São necessários ajustes na reforma administrativa
É urgente a aprovação de uma reforma administrativa para aperfeiçoar a gestão do setor público, tomado por uma barafunda de carreiras, cargos e benesses que transformou o Estado numa máquina de gerar desigualdade. Outro objetivo da reforma é, naturalmente, garantir a melhora da saúde fiscal. O perigo, quando se trata de tema tão complexo e cheio de meandros, mora nos detalhes.

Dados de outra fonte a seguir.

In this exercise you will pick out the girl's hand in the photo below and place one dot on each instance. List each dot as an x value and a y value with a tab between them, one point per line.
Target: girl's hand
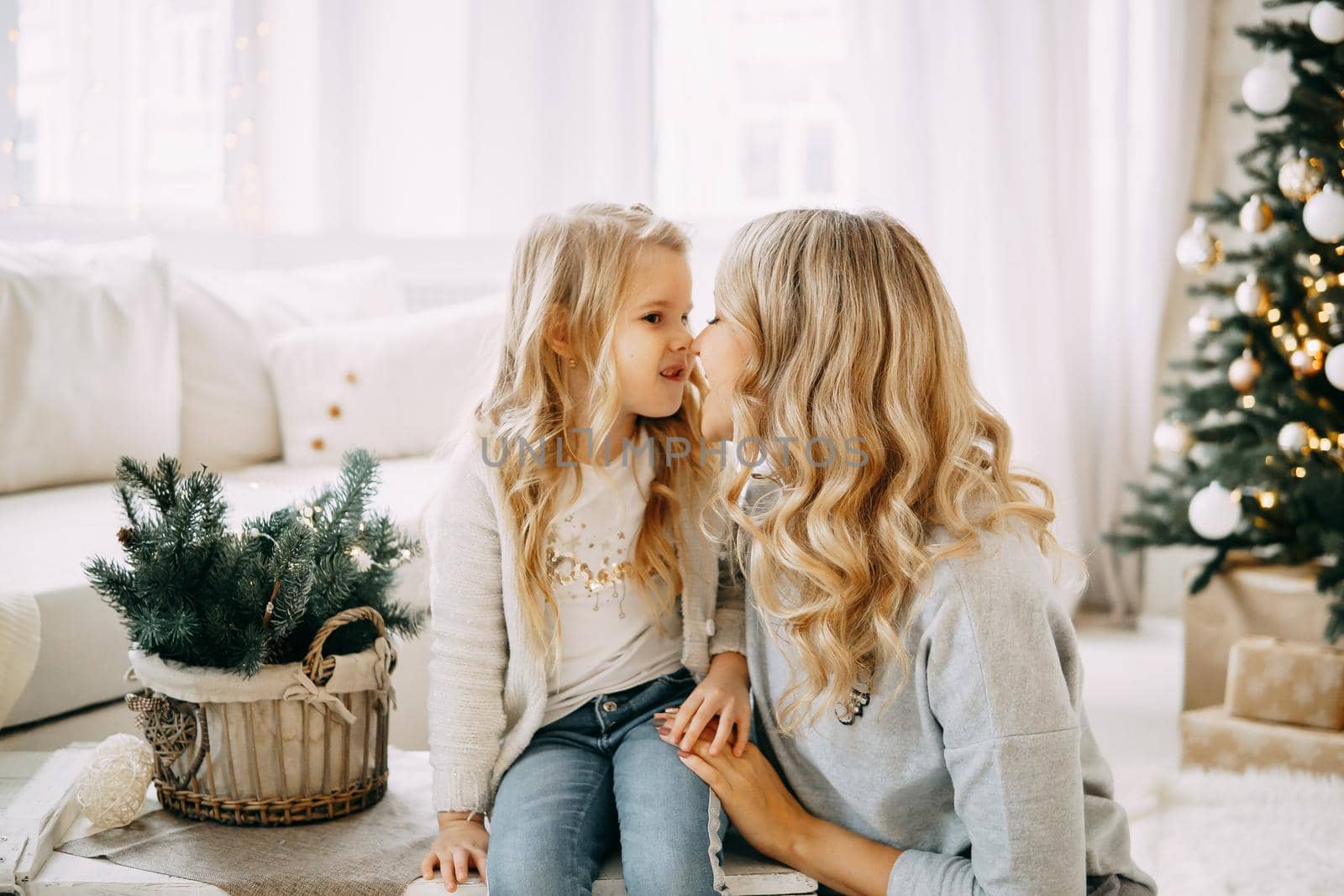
460	844
757	801
723	694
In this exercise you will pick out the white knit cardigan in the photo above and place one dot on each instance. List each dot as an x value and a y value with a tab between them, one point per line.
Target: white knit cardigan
487	683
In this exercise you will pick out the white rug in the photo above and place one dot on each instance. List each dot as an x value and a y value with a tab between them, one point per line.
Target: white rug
1261	832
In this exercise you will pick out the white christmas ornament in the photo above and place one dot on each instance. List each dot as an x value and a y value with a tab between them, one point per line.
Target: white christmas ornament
112	786
1198	250
1296	438
1252	296
1173	437
1324	215
1327	22
1202	322
1267	89
1214	512
1256	215
1335	367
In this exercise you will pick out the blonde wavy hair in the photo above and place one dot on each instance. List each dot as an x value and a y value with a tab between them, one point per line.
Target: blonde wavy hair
853	335
571	269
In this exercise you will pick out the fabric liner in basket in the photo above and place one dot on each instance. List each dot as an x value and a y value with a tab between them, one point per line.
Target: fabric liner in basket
295	741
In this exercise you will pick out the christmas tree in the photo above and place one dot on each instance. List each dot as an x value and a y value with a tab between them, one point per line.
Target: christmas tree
1252	454
237	598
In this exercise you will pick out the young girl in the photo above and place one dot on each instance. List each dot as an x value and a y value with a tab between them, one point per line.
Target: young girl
917	683
573	594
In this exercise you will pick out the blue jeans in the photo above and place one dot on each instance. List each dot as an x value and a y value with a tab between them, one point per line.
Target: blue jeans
601	777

É o que deixa claro uma nota técnica elaborada pela Consultoria de Orçamentos, Fiscalização e Controle (Conorf), do Senado Federal, sobre o impacto fiscal da proposta enviada pelo governo ao Congresso. É verdade que ela adota um tom desnecessariamente crítico ao projeto — em particular, em relação aos pontos essenciais que procuram eliminar privilégios inaceitáveis do funcionalismo. Mesmo assim, certas questões levantadas pelo consultor legislativo Vinícius Leopoldino do Amaral são pertinentes e deveriam ser revistas pelo Congresso.
A principal: a proposta de mudar as regras para ocupar cargos em comissão e de confiança poderá fazer com que os governos federal, estaduais e municipais tenham 1 milhão — sim, 1 milhão — de postos para livre nomeação, um acréscimo de, pelo menos, 207 mil ao total atual. Mais que isso, a proposta afrouxa os critérios de nomeação, deixando de exigir qualificação mais rígida e abrindo brechas em áreas técnicas.
É totalmente discutível a estimativa de Amaral de que o projeto do governo poderia custar R$ 115 bilhões anuais aos cofres do governo. O pesquisador Daniel Duque, do Centro de Liderança Pública (CLP), estimou em R$ 736,4 bilhões a economia em dez anos, caso a proposta venha a incluir todos os funcionários públicos. De todo modo, a nota técnica da Conorf aponta mudanças que tenderiam a causar prejuízos, seja em virtude de incentivo à corrupção, seja pela perda de eficiência resultante da falta de preparo dos novos contratados.
Um ponto destacado por Amaral é o que veda a concessão de parcelas remuneratórias e indenizatórias a servidores, boa parte privilégios injustificáveis. Amaral lembra que, na maior parte dos órgãos da União, essas regras já mudaram, com as previsíveis exceções da magistratura e do Ministério Público. A incorporação de parlamentares, procuradores, magistrados e militares à reforma geraria economia de R$ 31,4 bilhões em dez anos, segundo Duque.
O Ministério da Economia defende a proposta de mudança como uma estratégia para profissionalizar posições de liderança na esfera pública e argumenta que regras mínimas para as contratações devem ser definidas por lei. Alega também que não cabe ao Executivo propor mudanças nas carreiras dos demais Poderes (uma justificativa falha).
Faz sentido atrair talentos da iniciativa privada para o setor público, eficiente em algumas áreas e carente em tantas outras. Mas, como o Brasil é o Brasil, sob o pretexto da meta de maior eficácia, pode haver uma nova expansão dos cabides de emprego. Sempre é bom lembrar que há outras maneiras de tornar o serviço público mais produtivo, como sistemas de promoção com incentivos na direção correta. É, por isso, recomendável que o Congresso faça as correções necessárias no texto, em particular a inclusão de todas as categorias do funcionalismo, e aprove quanto antes uma reforma administrativa ampla.